Indonesia memang terdiri dari banyak daerah dengan kondisi yang tidak merata secara akses internet dan perkembangan ekonomi. Ditambah lagi zona resiko pandemi beragam, sehingga memukul rata PJJ ke seluruh wilayah ujung-ujungnya malah membuat para guru, murid dan orang tua kelimpungan.
Belum selesai menanggulangi hasil swab test yang kurva positifnya tak kunjung melandai, belakangan muncul kerumunan dan keramaian yang bikin gaduh publik. Merasa ada ketidakadilan perlakuan, muncul kritikan kenapa keramaian tersebut dibiarkan sementara sekolah tak kunjung dibuka.

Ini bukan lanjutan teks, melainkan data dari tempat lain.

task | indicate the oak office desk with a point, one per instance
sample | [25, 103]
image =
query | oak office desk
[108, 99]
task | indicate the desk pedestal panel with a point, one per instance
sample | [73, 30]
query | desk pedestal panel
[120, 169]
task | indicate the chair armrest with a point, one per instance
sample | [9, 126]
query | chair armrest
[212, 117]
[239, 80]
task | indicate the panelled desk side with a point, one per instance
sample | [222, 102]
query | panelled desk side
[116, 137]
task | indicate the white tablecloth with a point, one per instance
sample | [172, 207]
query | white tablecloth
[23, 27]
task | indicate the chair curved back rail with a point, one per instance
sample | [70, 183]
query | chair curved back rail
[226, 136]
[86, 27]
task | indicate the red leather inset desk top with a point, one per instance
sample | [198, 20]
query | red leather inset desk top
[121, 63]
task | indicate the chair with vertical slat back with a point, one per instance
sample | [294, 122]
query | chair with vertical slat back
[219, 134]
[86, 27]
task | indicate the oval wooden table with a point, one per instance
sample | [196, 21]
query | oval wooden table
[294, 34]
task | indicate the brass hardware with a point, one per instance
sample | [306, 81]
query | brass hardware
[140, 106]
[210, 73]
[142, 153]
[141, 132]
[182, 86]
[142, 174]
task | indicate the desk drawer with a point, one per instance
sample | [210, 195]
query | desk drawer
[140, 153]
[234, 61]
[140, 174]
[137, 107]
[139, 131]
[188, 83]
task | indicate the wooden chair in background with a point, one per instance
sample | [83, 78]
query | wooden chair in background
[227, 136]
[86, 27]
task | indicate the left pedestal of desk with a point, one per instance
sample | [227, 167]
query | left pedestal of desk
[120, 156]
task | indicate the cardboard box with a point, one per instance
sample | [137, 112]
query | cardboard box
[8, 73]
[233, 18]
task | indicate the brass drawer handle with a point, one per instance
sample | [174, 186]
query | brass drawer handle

Apa sajakah itu?
Keramaian kampanye pilkada

Keramaian menjemput HRS

Acara pernikahan anak HRS

Tempat rekreasi dibuka

Memang dilematis menerapkan pendidikan tatap muka saat pandemi belum menunjukkan adanya pelandaian. Meski banyak yang ingin sekolah segera dibuka, masih ada juga orang tua yang lebih memilih repot sedikit, daripada buah hatinya terpapar corona.
Sedangkan bagi mereka yang terdampak pandemi, seperti PHK atau memang keterbatasan secara ekonomi, PJJ bukan hanya melelahkan namun juga menimbulkan banyak masalah. Mulai dari kesulitan sarana smartphone, laptop, internet, bahkan untuk membeli kuota.
Guru pun energinya terkuras lahir batin karena selain sistem evaluasi siswa harus dibuat sesimple mungkin, tak jarang mereka pun menerima keluhan orang tua siswa. Jika memang jadi diselenggarakan, semoga penerapan pendidikan tatap muka tetap terselenggara dengan aman ya, Sobat Boombastis.